В лесах - Павел Мельников-Печерский
Шрифт:
Интервал:
Закладка:
Манефина обитель на краю Комарова стоит, до Елфимова от нее версты не будет. Скорехонько долетела резвоногая Таня, благо обитель спала еще и никто ее не приметил. Все обошлось ладно, да вот какая беда приключилась: Елфимово деревушка хоть и маленькая, двенадцати дворов в ней не наберется, да не вестно было Тане доподлинно, в коем дворе искать знахарку, под коим окном стукнуться к тетке Егорихе… А на улице ни души – рань глубокая, еще нé звали кочета нá небо солнышка, не чирикали воробьи подзастрешные,[315] не мычали под навесами коровушки, а псы сторожковые, зá ночь дóсыта налаявшись, свернулись в клубки и спали на заре под крыльцами… Кого спросить, кому покучиться?.. «Экая я глупая, экая неразумная, – бранит себя Таня, в раздумье стоя на елфимовской улице, – не спознала наперед, в коем доме искать ее!..»

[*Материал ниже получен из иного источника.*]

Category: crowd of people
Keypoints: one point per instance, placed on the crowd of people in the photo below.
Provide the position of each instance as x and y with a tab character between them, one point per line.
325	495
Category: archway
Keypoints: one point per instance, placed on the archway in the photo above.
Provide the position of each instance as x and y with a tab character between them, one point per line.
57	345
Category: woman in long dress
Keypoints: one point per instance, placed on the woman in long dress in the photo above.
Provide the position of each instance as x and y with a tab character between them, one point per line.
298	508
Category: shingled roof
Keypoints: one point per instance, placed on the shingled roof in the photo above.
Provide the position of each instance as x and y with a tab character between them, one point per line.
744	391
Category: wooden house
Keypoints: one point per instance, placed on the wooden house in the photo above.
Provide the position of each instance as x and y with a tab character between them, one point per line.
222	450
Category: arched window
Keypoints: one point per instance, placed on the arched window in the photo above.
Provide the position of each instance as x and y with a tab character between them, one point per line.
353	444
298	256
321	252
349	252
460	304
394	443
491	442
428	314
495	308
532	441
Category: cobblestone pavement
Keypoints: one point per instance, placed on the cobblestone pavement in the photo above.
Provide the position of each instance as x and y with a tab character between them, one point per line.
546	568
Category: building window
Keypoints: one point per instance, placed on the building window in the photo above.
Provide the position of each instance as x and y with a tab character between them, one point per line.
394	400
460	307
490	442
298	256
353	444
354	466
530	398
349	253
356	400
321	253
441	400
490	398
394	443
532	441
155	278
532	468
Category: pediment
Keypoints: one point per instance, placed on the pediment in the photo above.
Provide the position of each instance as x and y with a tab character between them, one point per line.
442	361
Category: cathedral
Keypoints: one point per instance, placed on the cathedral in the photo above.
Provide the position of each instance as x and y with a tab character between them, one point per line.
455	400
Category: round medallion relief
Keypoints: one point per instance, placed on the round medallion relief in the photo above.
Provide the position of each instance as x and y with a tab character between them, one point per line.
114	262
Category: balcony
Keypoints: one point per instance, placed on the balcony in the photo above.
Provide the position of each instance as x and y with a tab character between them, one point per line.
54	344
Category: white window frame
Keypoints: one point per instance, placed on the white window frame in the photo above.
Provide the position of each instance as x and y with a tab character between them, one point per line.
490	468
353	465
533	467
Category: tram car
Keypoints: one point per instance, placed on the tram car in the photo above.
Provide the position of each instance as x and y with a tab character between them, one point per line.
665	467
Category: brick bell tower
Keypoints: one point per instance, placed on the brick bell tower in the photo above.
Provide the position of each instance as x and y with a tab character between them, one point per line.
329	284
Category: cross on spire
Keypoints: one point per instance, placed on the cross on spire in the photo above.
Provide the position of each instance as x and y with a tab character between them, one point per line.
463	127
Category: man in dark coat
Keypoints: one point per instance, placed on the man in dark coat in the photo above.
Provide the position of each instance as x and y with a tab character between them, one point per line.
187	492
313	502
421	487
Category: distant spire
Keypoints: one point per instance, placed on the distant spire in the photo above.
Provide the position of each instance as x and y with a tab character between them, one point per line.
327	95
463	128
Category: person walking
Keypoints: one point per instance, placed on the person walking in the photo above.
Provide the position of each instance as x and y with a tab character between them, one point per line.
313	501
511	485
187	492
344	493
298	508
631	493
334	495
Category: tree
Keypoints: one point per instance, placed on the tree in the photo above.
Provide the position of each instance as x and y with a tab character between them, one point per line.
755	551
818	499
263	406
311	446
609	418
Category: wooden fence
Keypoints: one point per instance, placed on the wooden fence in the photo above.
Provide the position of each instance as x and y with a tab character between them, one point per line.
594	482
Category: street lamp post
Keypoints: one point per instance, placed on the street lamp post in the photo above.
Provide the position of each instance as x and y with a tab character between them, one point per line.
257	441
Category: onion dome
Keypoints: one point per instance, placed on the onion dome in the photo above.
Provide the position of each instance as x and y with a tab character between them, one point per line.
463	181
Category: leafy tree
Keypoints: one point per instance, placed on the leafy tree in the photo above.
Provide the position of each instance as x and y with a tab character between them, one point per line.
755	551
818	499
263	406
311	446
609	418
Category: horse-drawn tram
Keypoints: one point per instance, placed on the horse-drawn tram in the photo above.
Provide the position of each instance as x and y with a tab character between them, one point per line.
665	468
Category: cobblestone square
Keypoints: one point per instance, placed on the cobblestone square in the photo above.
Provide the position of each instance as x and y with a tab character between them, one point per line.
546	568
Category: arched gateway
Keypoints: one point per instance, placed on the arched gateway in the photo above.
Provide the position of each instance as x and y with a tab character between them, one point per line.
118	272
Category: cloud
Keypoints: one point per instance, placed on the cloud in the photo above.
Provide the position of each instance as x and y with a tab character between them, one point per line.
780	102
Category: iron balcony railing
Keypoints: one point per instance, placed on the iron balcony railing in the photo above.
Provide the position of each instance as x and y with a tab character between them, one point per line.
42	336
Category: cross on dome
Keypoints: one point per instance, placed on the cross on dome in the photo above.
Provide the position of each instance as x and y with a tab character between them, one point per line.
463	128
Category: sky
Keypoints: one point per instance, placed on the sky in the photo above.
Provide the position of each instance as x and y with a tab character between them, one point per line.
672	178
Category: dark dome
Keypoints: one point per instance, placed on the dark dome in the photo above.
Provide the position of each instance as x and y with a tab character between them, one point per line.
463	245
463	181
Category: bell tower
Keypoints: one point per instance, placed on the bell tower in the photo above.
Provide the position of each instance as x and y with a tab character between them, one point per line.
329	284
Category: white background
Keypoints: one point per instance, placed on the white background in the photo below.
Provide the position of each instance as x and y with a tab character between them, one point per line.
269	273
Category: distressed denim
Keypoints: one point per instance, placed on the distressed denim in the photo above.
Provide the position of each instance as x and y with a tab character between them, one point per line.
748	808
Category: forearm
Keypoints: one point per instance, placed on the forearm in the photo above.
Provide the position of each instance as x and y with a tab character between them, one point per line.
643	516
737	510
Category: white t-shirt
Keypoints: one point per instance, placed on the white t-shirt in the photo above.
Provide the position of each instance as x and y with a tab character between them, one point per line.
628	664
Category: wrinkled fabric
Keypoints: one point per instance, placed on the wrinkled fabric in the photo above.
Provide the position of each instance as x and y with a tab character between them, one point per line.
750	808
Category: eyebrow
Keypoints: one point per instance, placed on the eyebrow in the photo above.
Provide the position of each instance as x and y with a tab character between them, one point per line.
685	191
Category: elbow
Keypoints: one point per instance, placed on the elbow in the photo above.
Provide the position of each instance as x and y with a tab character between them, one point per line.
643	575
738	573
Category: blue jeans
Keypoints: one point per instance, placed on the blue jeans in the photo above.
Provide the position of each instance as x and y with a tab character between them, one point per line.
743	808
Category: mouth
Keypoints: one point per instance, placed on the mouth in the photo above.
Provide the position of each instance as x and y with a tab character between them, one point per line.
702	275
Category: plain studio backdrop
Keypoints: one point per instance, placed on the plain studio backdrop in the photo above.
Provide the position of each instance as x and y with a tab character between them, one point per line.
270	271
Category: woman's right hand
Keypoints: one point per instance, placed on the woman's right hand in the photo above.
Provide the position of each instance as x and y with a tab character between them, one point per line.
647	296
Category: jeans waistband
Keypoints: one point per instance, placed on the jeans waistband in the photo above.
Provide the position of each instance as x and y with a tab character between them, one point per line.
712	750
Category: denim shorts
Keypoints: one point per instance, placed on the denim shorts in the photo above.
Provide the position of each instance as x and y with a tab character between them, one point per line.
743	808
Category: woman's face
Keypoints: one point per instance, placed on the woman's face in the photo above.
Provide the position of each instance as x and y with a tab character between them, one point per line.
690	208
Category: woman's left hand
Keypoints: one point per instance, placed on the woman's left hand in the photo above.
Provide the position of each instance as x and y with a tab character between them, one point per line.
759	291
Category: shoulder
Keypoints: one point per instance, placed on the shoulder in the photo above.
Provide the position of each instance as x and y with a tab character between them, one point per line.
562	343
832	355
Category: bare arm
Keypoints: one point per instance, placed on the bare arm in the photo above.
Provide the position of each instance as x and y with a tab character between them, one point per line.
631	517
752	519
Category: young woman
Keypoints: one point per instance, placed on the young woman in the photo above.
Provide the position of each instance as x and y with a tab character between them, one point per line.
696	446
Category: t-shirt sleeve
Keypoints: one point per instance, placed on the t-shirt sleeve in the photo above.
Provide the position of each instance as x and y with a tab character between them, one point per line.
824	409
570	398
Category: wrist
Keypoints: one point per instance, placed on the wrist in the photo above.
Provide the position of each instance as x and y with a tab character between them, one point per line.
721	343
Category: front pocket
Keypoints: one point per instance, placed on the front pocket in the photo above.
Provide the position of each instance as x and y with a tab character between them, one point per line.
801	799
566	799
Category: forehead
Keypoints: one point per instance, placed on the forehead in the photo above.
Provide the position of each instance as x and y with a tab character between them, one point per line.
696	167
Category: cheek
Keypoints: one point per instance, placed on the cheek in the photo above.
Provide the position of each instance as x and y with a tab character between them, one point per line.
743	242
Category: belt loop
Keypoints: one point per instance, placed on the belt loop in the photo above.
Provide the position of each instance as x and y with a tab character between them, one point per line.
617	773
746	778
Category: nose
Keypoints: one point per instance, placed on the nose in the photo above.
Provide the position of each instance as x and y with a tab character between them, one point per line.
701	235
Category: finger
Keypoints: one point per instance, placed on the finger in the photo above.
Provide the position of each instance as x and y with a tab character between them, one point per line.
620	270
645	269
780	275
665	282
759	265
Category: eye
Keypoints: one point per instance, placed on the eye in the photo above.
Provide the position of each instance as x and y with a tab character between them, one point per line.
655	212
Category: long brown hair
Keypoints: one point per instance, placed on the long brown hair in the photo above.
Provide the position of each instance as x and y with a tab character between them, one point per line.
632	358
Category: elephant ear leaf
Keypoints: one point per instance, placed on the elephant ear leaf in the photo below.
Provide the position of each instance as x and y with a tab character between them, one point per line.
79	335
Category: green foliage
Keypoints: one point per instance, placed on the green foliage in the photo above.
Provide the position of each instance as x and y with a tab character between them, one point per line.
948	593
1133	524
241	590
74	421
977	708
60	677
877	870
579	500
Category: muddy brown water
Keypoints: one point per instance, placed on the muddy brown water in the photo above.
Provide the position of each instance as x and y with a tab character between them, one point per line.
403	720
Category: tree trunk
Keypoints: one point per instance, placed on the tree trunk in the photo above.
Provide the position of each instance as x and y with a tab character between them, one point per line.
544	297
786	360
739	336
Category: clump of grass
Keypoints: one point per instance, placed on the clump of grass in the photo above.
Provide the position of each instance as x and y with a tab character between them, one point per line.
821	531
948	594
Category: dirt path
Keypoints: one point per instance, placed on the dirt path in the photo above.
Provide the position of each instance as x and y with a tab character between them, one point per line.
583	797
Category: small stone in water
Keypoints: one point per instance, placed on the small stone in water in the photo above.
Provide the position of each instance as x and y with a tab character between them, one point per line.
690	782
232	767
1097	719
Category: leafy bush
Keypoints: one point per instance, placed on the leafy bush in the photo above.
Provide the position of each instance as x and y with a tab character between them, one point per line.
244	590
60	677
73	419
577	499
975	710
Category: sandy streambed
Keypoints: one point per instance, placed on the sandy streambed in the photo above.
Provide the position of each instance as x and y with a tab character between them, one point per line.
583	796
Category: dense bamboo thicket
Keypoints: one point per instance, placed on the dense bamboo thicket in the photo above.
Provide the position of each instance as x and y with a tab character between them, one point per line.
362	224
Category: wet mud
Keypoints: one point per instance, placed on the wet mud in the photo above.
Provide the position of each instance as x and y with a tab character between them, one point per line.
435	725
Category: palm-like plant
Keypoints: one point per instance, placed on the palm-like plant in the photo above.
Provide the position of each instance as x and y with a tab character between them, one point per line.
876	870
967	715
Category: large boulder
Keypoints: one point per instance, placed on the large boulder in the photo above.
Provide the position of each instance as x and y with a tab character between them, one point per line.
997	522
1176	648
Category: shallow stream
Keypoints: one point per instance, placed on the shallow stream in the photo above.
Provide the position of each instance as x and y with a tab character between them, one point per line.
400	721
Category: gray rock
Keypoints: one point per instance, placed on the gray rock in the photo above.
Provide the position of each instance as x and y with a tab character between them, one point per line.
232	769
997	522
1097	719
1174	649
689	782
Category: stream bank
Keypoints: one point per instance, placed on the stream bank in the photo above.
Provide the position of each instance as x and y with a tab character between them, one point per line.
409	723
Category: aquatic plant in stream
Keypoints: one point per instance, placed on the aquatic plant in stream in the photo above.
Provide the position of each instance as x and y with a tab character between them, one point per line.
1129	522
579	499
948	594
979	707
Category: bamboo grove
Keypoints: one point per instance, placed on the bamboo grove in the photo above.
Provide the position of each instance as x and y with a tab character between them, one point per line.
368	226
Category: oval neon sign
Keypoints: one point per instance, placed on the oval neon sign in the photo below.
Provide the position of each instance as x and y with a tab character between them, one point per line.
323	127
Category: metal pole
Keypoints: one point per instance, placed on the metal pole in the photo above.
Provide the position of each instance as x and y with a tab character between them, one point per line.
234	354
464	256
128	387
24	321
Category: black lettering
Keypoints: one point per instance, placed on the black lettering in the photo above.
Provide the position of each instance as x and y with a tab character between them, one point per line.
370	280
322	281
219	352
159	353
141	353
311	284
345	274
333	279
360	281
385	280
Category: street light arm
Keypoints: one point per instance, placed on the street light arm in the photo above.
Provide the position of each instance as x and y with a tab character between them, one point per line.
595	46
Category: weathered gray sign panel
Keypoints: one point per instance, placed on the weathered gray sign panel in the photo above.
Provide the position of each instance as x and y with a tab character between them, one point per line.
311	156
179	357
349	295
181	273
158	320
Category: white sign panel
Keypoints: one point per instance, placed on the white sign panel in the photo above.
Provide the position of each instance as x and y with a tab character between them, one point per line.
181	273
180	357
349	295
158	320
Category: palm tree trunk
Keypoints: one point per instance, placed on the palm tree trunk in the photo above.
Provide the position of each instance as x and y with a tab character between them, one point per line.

Тут завидела Таня, что идет к ней навстречу с другого конца деревни высокая, статная женщина, далеко еще не старая, в темно-синем крашенинном сарафане с оловянными пуговками, в ситцевых рукавах, с пестрым бумажным платком на голове и лычным пестером[316] за плечами. Бодрым ходом подвигается она к Тане. Поравнявшись, окинула девушку пытливым, но добрым и ласковым взором и с приветной улыбкой ей молвила:
– Путь тебе чистый, красавица!
Таня поклонилась, но ни слова не ответила на привет незнаемой женщины.
– Отколь будешь, девица? – спросила ее та женщина.
– Из Комарова, тетушка, – робко ответила Таня, доверчиво глядя в добрые голубые глаза приветливой незнакомки.
– Что раненько таково?.. Куда идешь-пробираешься? Дело пытаешь аль от дела лытаешь? – спросила она.
– По своему делу, – ответила Таня.
– Девица, вижу, ты хорошая, – молвила та женщина, глядя с любовью на Таню. – Не тебе б по зарям ходить, молоды ребята здесь бессовестные, старые люди обидливые – как раз того наплетут на девичью голову, что после не открестишься, не отмолишься.
– Знахарка у вас на деревне живет, – стыдливо краснея, молвила Таня. – Я было к ней…
– К тетке Егорихе? – улыбнулась встречная женщина.
– Да… – молвила Таня, опуская очи наземь.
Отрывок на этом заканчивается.